4.2. Validation of Disease-Relevant Complexes

HDACs are chromatin modifiers and play an important role in the epigenetic regulation of gene expression.[58] Evidence suggests a link between misregulated HDAC activity and neurode-generative diseases such as Parkinson’s disease.[59] Inhibition of misregulated HDAC activities is an effective strategy for therapeutic treatments, and numerous studies are focusing to reveal HDAC inhibitor specificities and molecular actions.[37,60] Therefore, mammalian HDAC family enzymes are emerging as important drug targets. However, very little is known about the specific molecular mechanism of HDAC inhibitors, and this molecular mechanism may involve the interaction of HDAC complexes and their PTMs. Our SEC co-fractionation, LC–MS profiling, and complementary co-IP experiments confirmed interaction of HDAC1/2 with the various components of SIN3A and NuRD complex components.

Additionally, histone methylation and demethylation processes are important for gene transcription and changes in histone methylation are also linked to many cancers and neurodegenerative diseases.[61] The lysine specific demethylase KDM1A is also implicated in brain function. RCOR1 has a specific role to repress transcription of neuron-specific genes in non-neuronal cells. SEC co-fraction of KDM1A and RCOR1 with HDAC1/2/3 confirm that both KDM1A and RCOR1 are integral components of the human deacetylase complex.[45,62]

4.3. Identification of Potential Novel Protein Complexes

The method we outlined here to profile nuclear complexes can be used not only to identify known complexes but also for the identification of novel complexes. Our protein search identified numerous unannotated proteins with an Rapp value greater than 2 in both replicates. One particular protein is DERP12. A monomer of DERP12 is 38 kDa, however, our analysis indicates that DERP12 is in a complex that is over 100 kDa. Interestingly, DERP12 has been reported to be differentially expressed in ovarian cancer following treatment with the chemotherapy cisplatin,[63] and DERP12 may serve as a biomarker for chemoresistance in ovarian cancers. Additionally, we identified the protein GPatch8 in our analysis to have an Rapp greater than 2. GPatch8, a 164 kDa RNA binding protein, has an Mapp over 500 kDa. According to the STRING database, GPatch8 is predicted to interact with Death Inducer-obliterator 1, while BioGRID indicates 40 interactions identified via high-throughput methods, however, very little has been validated. Interestingly, high-throughput genomic analyses in GBM suggest that high expression of GPatch8 correlates to a longer survival time.[64] Further characterization of these potential protein complexes is necessary, but this demonstrates how utilizing this approach can define novel complexes that may have biological significance.

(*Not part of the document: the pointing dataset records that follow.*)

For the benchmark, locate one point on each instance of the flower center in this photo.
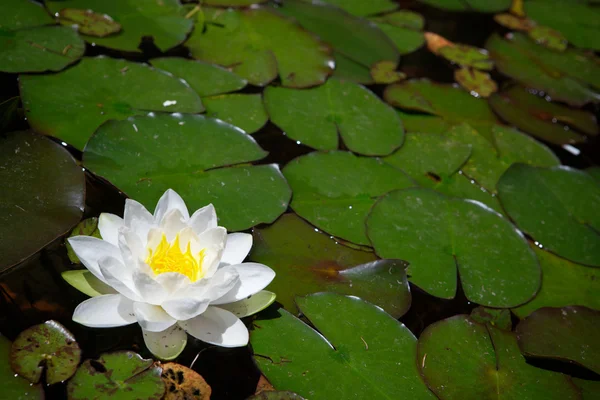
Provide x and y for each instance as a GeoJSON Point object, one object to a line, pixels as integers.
{"type": "Point", "coordinates": [169, 258]}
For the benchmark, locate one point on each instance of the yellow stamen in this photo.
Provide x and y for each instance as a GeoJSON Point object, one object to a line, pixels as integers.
{"type": "Point", "coordinates": [169, 258]}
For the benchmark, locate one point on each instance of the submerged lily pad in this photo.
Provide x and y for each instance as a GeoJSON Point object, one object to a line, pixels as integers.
{"type": "Point", "coordinates": [122, 375]}
{"type": "Point", "coordinates": [460, 358]}
{"type": "Point", "coordinates": [569, 333]}
{"type": "Point", "coordinates": [571, 76]}
{"type": "Point", "coordinates": [161, 20]}
{"type": "Point", "coordinates": [307, 261]}
{"type": "Point", "coordinates": [360, 353]}
{"type": "Point", "coordinates": [120, 89]}
{"type": "Point", "coordinates": [43, 189]}
{"type": "Point", "coordinates": [49, 348]}
{"type": "Point", "coordinates": [559, 207]}
{"type": "Point", "coordinates": [545, 120]}
{"type": "Point", "coordinates": [258, 45]}
{"type": "Point", "coordinates": [485, 248]}
{"type": "Point", "coordinates": [335, 191]}
{"type": "Point", "coordinates": [316, 117]}
{"type": "Point", "coordinates": [144, 156]}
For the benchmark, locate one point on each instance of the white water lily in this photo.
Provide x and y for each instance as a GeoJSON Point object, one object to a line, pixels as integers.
{"type": "Point", "coordinates": [171, 273]}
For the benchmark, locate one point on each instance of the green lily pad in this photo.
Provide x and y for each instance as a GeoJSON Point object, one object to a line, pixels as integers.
{"type": "Point", "coordinates": [564, 283]}
{"type": "Point", "coordinates": [307, 261]}
{"type": "Point", "coordinates": [89, 22]}
{"type": "Point", "coordinates": [161, 20]}
{"type": "Point", "coordinates": [452, 104]}
{"type": "Point", "coordinates": [144, 156]}
{"type": "Point", "coordinates": [354, 37]}
{"type": "Point", "coordinates": [547, 121]}
{"type": "Point", "coordinates": [122, 375]}
{"type": "Point", "coordinates": [206, 79]}
{"type": "Point", "coordinates": [576, 20]}
{"type": "Point", "coordinates": [316, 116]}
{"type": "Point", "coordinates": [335, 191]}
{"type": "Point", "coordinates": [121, 89]}
{"type": "Point", "coordinates": [246, 111]}
{"type": "Point", "coordinates": [15, 387]}
{"type": "Point", "coordinates": [43, 188]}
{"type": "Point", "coordinates": [568, 333]}
{"type": "Point", "coordinates": [360, 353]}
{"type": "Point", "coordinates": [460, 358]}
{"type": "Point", "coordinates": [258, 45]}
{"type": "Point", "coordinates": [571, 76]}
{"type": "Point", "coordinates": [559, 207]}
{"type": "Point", "coordinates": [47, 347]}
{"type": "Point", "coordinates": [485, 248]}
{"type": "Point", "coordinates": [476, 82]}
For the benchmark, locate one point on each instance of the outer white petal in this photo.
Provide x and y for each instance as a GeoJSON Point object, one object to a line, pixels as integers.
{"type": "Point", "coordinates": [167, 344]}
{"type": "Point", "coordinates": [106, 311]}
{"type": "Point", "coordinates": [90, 249]}
{"type": "Point", "coordinates": [170, 201]}
{"type": "Point", "coordinates": [152, 318]}
{"type": "Point", "coordinates": [203, 219]}
{"type": "Point", "coordinates": [237, 248]}
{"type": "Point", "coordinates": [254, 277]}
{"type": "Point", "coordinates": [109, 225]}
{"type": "Point", "coordinates": [217, 326]}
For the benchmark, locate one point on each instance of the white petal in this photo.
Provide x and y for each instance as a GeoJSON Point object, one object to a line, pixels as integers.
{"type": "Point", "coordinates": [152, 318]}
{"type": "Point", "coordinates": [219, 327]}
{"type": "Point", "coordinates": [168, 344]}
{"type": "Point", "coordinates": [90, 249]}
{"type": "Point", "coordinates": [108, 225]}
{"type": "Point", "coordinates": [106, 311]}
{"type": "Point", "coordinates": [170, 201]}
{"type": "Point", "coordinates": [237, 248]}
{"type": "Point", "coordinates": [254, 277]}
{"type": "Point", "coordinates": [203, 219]}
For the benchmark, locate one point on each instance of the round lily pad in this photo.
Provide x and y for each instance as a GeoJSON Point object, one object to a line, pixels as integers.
{"type": "Point", "coordinates": [120, 90]}
{"type": "Point", "coordinates": [558, 207]}
{"type": "Point", "coordinates": [495, 264]}
{"type": "Point", "coordinates": [335, 191]}
{"type": "Point", "coordinates": [49, 348]}
{"type": "Point", "coordinates": [307, 261]}
{"type": "Point", "coordinates": [122, 375]}
{"type": "Point", "coordinates": [145, 156]}
{"type": "Point", "coordinates": [43, 190]}
{"type": "Point", "coordinates": [163, 21]}
{"type": "Point", "coordinates": [316, 116]}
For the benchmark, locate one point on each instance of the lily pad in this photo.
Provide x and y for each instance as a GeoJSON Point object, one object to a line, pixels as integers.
{"type": "Point", "coordinates": [307, 261]}
{"type": "Point", "coordinates": [122, 375]}
{"type": "Point", "coordinates": [577, 20]}
{"type": "Point", "coordinates": [246, 111]}
{"type": "Point", "coordinates": [448, 102]}
{"type": "Point", "coordinates": [558, 207]}
{"type": "Point", "coordinates": [460, 358]}
{"type": "Point", "coordinates": [15, 387]}
{"type": "Point", "coordinates": [335, 191]}
{"type": "Point", "coordinates": [43, 188]}
{"type": "Point", "coordinates": [360, 353]}
{"type": "Point", "coordinates": [316, 116]}
{"type": "Point", "coordinates": [545, 120]}
{"type": "Point", "coordinates": [569, 333]}
{"type": "Point", "coordinates": [161, 20]}
{"type": "Point", "coordinates": [144, 156]}
{"type": "Point", "coordinates": [206, 79]}
{"type": "Point", "coordinates": [354, 37]}
{"type": "Point", "coordinates": [49, 348]}
{"type": "Point", "coordinates": [571, 76]}
{"type": "Point", "coordinates": [485, 248]}
{"type": "Point", "coordinates": [121, 89]}
{"type": "Point", "coordinates": [258, 45]}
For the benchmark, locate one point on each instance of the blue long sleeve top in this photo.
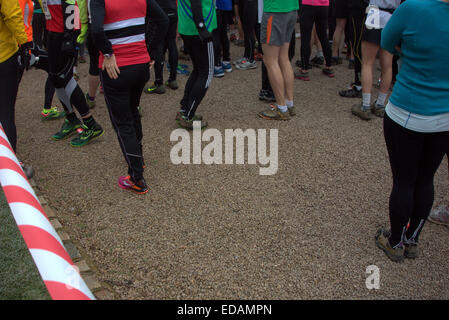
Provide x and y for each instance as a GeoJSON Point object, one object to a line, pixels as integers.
{"type": "Point", "coordinates": [421, 29]}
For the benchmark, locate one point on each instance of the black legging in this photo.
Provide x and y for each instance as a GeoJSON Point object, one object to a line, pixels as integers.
{"type": "Point", "coordinates": [248, 11]}
{"type": "Point", "coordinates": [202, 55]}
{"type": "Point", "coordinates": [9, 85]}
{"type": "Point", "coordinates": [122, 97]}
{"type": "Point", "coordinates": [308, 16]}
{"type": "Point", "coordinates": [414, 159]}
{"type": "Point", "coordinates": [221, 40]}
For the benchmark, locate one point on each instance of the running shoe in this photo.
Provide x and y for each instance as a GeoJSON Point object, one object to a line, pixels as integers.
{"type": "Point", "coordinates": [336, 61]}
{"type": "Point", "coordinates": [86, 135]}
{"type": "Point", "coordinates": [265, 95]}
{"type": "Point", "coordinates": [273, 113]}
{"type": "Point", "coordinates": [292, 111]}
{"type": "Point", "coordinates": [67, 129]}
{"type": "Point", "coordinates": [52, 114]}
{"type": "Point", "coordinates": [28, 170]}
{"type": "Point", "coordinates": [180, 114]}
{"type": "Point", "coordinates": [218, 72]}
{"type": "Point", "coordinates": [353, 92]}
{"type": "Point", "coordinates": [362, 113]}
{"type": "Point", "coordinates": [126, 183]}
{"type": "Point", "coordinates": [227, 66]}
{"type": "Point", "coordinates": [328, 72]}
{"type": "Point", "coordinates": [302, 75]}
{"type": "Point", "coordinates": [90, 103]}
{"type": "Point", "coordinates": [246, 65]}
{"type": "Point", "coordinates": [395, 254]}
{"type": "Point", "coordinates": [440, 215]}
{"type": "Point", "coordinates": [188, 123]}
{"type": "Point", "coordinates": [351, 64]}
{"type": "Point", "coordinates": [378, 110]}
{"type": "Point", "coordinates": [258, 57]}
{"type": "Point", "coordinates": [172, 84]}
{"type": "Point", "coordinates": [155, 88]}
{"type": "Point", "coordinates": [317, 61]}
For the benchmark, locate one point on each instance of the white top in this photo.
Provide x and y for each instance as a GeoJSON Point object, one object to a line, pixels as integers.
{"type": "Point", "coordinates": [418, 122]}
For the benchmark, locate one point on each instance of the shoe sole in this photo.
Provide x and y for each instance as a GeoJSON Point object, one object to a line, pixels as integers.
{"type": "Point", "coordinates": [438, 222]}
{"type": "Point", "coordinates": [88, 141]}
{"type": "Point", "coordinates": [268, 118]}
{"type": "Point", "coordinates": [65, 137]}
{"type": "Point", "coordinates": [388, 254]}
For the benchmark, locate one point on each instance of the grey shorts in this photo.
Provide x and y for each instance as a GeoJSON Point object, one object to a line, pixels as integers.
{"type": "Point", "coordinates": [277, 27]}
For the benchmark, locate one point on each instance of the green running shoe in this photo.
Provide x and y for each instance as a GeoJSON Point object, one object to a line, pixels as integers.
{"type": "Point", "coordinates": [67, 129]}
{"type": "Point", "coordinates": [52, 114]}
{"type": "Point", "coordinates": [86, 135]}
{"type": "Point", "coordinates": [90, 103]}
{"type": "Point", "coordinates": [154, 88]}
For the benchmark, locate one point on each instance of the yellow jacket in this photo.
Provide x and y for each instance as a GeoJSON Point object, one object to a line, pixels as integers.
{"type": "Point", "coordinates": [12, 29]}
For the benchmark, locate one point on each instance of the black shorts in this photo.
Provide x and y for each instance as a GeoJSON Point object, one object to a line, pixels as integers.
{"type": "Point", "coordinates": [372, 35]}
{"type": "Point", "coordinates": [94, 56]}
{"type": "Point", "coordinates": [341, 9]}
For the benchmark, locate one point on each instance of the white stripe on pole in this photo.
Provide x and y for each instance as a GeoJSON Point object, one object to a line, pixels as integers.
{"type": "Point", "coordinates": [25, 214]}
{"type": "Point", "coordinates": [54, 268]}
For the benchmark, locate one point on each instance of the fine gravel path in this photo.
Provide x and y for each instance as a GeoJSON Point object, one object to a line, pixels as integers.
{"type": "Point", "coordinates": [224, 231]}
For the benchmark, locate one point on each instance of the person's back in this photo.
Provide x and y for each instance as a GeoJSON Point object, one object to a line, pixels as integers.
{"type": "Point", "coordinates": [421, 27]}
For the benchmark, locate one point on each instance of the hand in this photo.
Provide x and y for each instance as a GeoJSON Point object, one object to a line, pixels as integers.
{"type": "Point", "coordinates": [24, 54]}
{"type": "Point", "coordinates": [204, 34]}
{"type": "Point", "coordinates": [111, 67]}
{"type": "Point", "coordinates": [68, 45]}
{"type": "Point", "coordinates": [83, 35]}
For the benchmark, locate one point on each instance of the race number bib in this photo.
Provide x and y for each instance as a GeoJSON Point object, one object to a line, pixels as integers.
{"type": "Point", "coordinates": [45, 9]}
{"type": "Point", "coordinates": [372, 18]}
{"type": "Point", "coordinates": [376, 18]}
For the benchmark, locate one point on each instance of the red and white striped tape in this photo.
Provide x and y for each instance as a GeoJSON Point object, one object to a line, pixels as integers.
{"type": "Point", "coordinates": [55, 266]}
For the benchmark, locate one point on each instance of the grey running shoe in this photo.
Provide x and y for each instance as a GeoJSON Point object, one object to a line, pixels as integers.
{"type": "Point", "coordinates": [440, 215]}
{"type": "Point", "coordinates": [359, 111]}
{"type": "Point", "coordinates": [395, 254]}
{"type": "Point", "coordinates": [246, 65]}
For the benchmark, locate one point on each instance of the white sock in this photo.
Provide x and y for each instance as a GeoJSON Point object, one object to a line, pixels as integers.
{"type": "Point", "coordinates": [366, 100]}
{"type": "Point", "coordinates": [381, 99]}
{"type": "Point", "coordinates": [282, 108]}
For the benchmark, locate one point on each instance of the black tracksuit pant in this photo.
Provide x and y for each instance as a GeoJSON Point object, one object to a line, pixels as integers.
{"type": "Point", "coordinates": [122, 97]}
{"type": "Point", "coordinates": [9, 86]}
{"type": "Point", "coordinates": [414, 159]}
{"type": "Point", "coordinates": [221, 40]}
{"type": "Point", "coordinates": [308, 15]}
{"type": "Point", "coordinates": [202, 55]}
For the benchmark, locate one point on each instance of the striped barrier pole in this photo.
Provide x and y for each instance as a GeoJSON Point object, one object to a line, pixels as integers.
{"type": "Point", "coordinates": [60, 275]}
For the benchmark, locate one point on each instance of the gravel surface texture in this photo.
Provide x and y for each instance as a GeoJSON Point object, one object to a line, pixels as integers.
{"type": "Point", "coordinates": [224, 231]}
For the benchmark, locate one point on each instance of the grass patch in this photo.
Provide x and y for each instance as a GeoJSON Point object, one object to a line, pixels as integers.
{"type": "Point", "coordinates": [19, 278]}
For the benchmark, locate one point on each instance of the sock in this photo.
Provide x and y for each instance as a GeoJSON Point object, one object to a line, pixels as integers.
{"type": "Point", "coordinates": [282, 108]}
{"type": "Point", "coordinates": [366, 100]}
{"type": "Point", "coordinates": [89, 122]}
{"type": "Point", "coordinates": [72, 117]}
{"type": "Point", "coordinates": [381, 99]}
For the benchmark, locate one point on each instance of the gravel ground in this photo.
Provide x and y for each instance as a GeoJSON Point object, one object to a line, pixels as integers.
{"type": "Point", "coordinates": [224, 231]}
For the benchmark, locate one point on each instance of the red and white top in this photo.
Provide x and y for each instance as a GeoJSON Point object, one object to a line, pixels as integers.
{"type": "Point", "coordinates": [124, 27]}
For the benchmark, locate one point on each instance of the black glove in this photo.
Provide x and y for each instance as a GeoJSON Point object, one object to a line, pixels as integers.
{"type": "Point", "coordinates": [204, 34]}
{"type": "Point", "coordinates": [24, 55]}
{"type": "Point", "coordinates": [68, 44]}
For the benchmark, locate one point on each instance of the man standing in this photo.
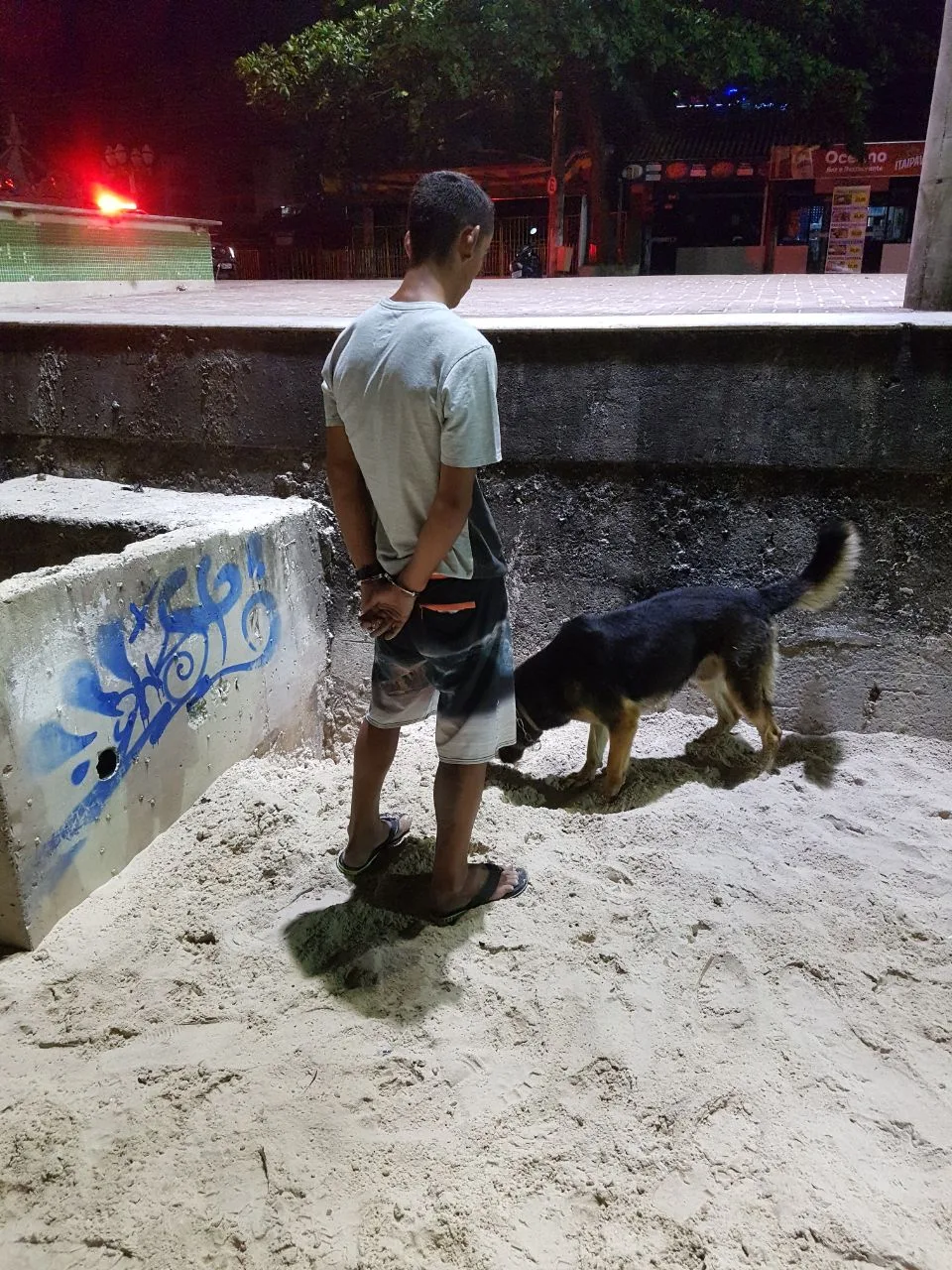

Furthermore, our hierarchical clustering is another way to identify putative complexes. Proteins are clustered by their elution profile, therefore those that cluster together are likely to be in a complex together. Again, further validation studies to confirm such interactions are necessary.

4.4. Limitations and Future Applications

While the Q Exactive HF Orbitrap has greater sensitivity than the older generations of mass spectrometers, we indeed experienced some limitations of peptide detection. This is likely due to the low expression levels of certain nuclear proteins. For example, the Polycomb proteins that were identified by immunoblot analysis and co-IP MS were not detected in this study. This is likely due to the high abundance of other nuclear proteins as well as contamination from the cytosol and the mitochondria. To overcome such limitation, it will be necessary to continue improving nuclear enrichment protocols to remove background and release more chromatin-bound proteins. Furthermore, there are additional challenges of predicting nuclear and other sub-cellular protein complexes from the profiling data. As we observed in this study, a significantly large number of proteins peaked in the column void due to their large complex sizes and the limited mass range of the SEC column used. While we were able to profile smaller and/or sub-complexes of these larger complexes, as it is common for nuclear proteins to be a part of several different complexes,[37] further experiments with a larger SEC column such as Superose 6 or orthogonal separation of SEC fractions using other chromatographic separation techniques, such as ion exchange chromatography and/or hydrophobic interaction chromatography, are necessary to resolve the larger complexes. Finally, when predicting the Mapp of proteins, it is important to consider that an Rapp ≥ 2 can be an artifact of large PTMs, such as poly-ubiquitin. Such modifications can alter the molecular weight of the protein and may suggest it is in a larger complex. Other analyses such as IP or MS-based PTM identification can aid in separating out highly modified proteins from those in complexes.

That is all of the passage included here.